Cabaret and Alpine Western
As in his acclaimed stage programme Da Billi Jean is ned mei Bua, Stefan Leonhardsberger shakes up the established categories of entertainment in Rauhnacht. For this mixture of cabaret and Alpine western, the Austrian actor and singer once again slips into a variety of roles and shows us drastically why it is better to stay at home on New Year’s Eve.
Of course, his faithful and congenial partner Martin Schmid is also involved, providing the live soundtrack as an acoustic stage designer on the guitar. As with the texts for Da Billi Jean is ned mei Bua, Paul Klambauer, who also directs, is responsible as co-author for the idea and book. Together with Leonhardsberger and Schmid he forms an unbeatable trio. With Rauhnacht, the creators have succeeded in creating a more than unusual mixture somewhere between Josef Hader and Quentin Tarantino, which doesn’t fit into any pigeonhole and – perhaps precisely for that reason – is a source of enthusiasm among critics and audiences alike.

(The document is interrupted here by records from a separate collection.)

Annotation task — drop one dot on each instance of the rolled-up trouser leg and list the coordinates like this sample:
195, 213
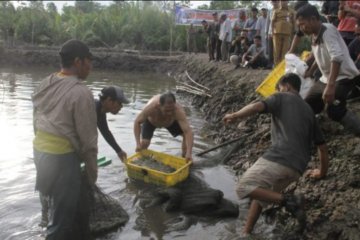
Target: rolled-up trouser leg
64, 198
338, 109
314, 97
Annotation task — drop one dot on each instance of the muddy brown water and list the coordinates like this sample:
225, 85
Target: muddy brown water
20, 206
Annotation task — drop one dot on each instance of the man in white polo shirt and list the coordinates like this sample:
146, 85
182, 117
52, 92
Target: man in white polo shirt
339, 72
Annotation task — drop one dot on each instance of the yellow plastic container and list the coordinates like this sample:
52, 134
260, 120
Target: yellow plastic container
149, 175
267, 87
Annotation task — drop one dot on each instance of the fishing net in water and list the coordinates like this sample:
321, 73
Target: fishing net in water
105, 212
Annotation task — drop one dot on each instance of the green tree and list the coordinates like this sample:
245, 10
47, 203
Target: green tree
7, 18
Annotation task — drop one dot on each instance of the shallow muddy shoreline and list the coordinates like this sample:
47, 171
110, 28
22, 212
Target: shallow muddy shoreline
333, 204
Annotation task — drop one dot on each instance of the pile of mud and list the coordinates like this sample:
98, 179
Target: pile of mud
333, 204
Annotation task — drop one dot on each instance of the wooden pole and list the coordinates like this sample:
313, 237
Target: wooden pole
222, 144
202, 86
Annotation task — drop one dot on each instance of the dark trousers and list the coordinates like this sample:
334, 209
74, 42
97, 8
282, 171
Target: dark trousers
59, 177
337, 110
270, 51
211, 48
218, 49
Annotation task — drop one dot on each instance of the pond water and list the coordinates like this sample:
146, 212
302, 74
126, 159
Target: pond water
19, 203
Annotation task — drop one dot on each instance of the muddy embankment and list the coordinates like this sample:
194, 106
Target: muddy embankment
120, 60
333, 204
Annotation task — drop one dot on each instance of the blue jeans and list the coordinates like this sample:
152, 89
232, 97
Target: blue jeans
59, 177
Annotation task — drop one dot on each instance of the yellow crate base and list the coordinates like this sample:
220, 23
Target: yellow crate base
267, 87
156, 177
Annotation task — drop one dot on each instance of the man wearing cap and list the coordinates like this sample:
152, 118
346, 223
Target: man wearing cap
216, 34
111, 101
225, 36
65, 136
163, 111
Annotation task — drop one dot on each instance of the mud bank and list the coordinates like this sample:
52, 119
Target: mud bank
124, 60
333, 204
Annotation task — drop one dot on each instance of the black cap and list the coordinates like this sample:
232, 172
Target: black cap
75, 48
115, 93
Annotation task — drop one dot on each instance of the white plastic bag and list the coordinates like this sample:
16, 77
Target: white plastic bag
294, 64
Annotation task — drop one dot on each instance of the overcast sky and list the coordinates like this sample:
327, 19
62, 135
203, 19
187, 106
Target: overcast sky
60, 4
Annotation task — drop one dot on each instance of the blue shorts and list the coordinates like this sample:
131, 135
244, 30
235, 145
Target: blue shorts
147, 129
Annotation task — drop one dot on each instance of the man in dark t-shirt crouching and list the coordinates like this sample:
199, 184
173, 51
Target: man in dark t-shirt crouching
293, 131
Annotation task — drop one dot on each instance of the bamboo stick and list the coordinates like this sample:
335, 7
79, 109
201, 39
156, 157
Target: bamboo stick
187, 74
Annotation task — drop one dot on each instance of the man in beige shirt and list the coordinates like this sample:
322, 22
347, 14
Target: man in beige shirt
163, 111
66, 135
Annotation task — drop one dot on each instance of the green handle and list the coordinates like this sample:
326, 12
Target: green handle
101, 162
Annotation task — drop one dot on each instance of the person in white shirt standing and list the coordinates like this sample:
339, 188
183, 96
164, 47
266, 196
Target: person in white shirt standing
225, 36
339, 73
261, 24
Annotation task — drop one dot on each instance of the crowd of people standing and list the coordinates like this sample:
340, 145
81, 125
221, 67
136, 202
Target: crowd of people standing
235, 42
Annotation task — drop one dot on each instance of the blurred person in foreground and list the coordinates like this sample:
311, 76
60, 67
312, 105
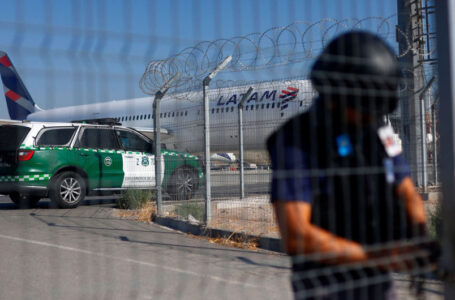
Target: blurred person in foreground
347, 209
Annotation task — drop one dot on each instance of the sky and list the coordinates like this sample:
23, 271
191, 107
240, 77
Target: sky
78, 52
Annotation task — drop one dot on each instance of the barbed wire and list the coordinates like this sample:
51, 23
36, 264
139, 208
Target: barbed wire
295, 43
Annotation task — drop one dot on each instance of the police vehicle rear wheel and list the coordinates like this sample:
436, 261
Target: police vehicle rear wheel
67, 190
183, 184
24, 201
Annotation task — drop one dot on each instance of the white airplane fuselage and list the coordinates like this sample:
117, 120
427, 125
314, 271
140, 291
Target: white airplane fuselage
182, 115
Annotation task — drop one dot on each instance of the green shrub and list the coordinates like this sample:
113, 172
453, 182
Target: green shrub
135, 199
435, 221
197, 210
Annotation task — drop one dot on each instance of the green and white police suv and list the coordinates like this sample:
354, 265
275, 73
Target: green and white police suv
67, 161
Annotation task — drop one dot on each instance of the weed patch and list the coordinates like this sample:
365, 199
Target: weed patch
135, 199
197, 210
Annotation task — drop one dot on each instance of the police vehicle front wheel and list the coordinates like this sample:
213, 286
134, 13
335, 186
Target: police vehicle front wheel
67, 190
24, 201
183, 183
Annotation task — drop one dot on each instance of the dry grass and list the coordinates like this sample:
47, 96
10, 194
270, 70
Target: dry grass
143, 214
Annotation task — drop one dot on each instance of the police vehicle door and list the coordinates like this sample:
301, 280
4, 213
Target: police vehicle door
99, 156
138, 160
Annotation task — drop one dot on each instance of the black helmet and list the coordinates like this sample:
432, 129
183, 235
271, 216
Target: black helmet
360, 70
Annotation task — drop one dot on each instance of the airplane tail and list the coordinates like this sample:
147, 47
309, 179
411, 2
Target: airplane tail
20, 103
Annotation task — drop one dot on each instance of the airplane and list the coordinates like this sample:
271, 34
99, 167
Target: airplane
182, 114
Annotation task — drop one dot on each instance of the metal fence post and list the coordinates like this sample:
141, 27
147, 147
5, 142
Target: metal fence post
157, 127
445, 22
205, 86
435, 145
242, 171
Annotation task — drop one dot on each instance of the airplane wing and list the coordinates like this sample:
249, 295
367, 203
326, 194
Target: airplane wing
150, 132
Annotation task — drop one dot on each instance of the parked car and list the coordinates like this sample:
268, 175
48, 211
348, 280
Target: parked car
67, 161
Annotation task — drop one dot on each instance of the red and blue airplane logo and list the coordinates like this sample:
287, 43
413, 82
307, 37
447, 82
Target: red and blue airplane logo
18, 99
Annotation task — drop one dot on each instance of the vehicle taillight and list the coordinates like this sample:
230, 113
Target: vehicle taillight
24, 155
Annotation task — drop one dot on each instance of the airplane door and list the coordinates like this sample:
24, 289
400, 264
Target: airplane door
138, 160
98, 155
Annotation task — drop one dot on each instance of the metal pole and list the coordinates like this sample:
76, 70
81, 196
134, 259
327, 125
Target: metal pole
156, 124
242, 171
445, 22
205, 87
423, 143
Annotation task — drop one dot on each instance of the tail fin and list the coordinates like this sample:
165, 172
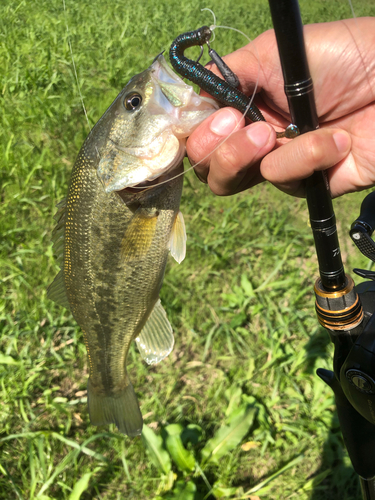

WHERE THE HELL IS NORA ANYWAY?
And that’s what it’s about: Actually, the Höller farmer Erich already has his hands full with various animal epidemics and a crazy grandmother. When his daughter Nora disappears on New Year’s Eve, it’s clear to him that things have to change in the new year. But he is not the only one who has set his sights high. Between raclette, champagne and New Year’s concerts, nerves are also on edge in the respected gravel pit dynasty of Röbelreiter. Storm Vladimir brings masses of Siberian snow, religious fanatics prepare for the end of the world and slowly everyone asks themselves: where the hell is Nora?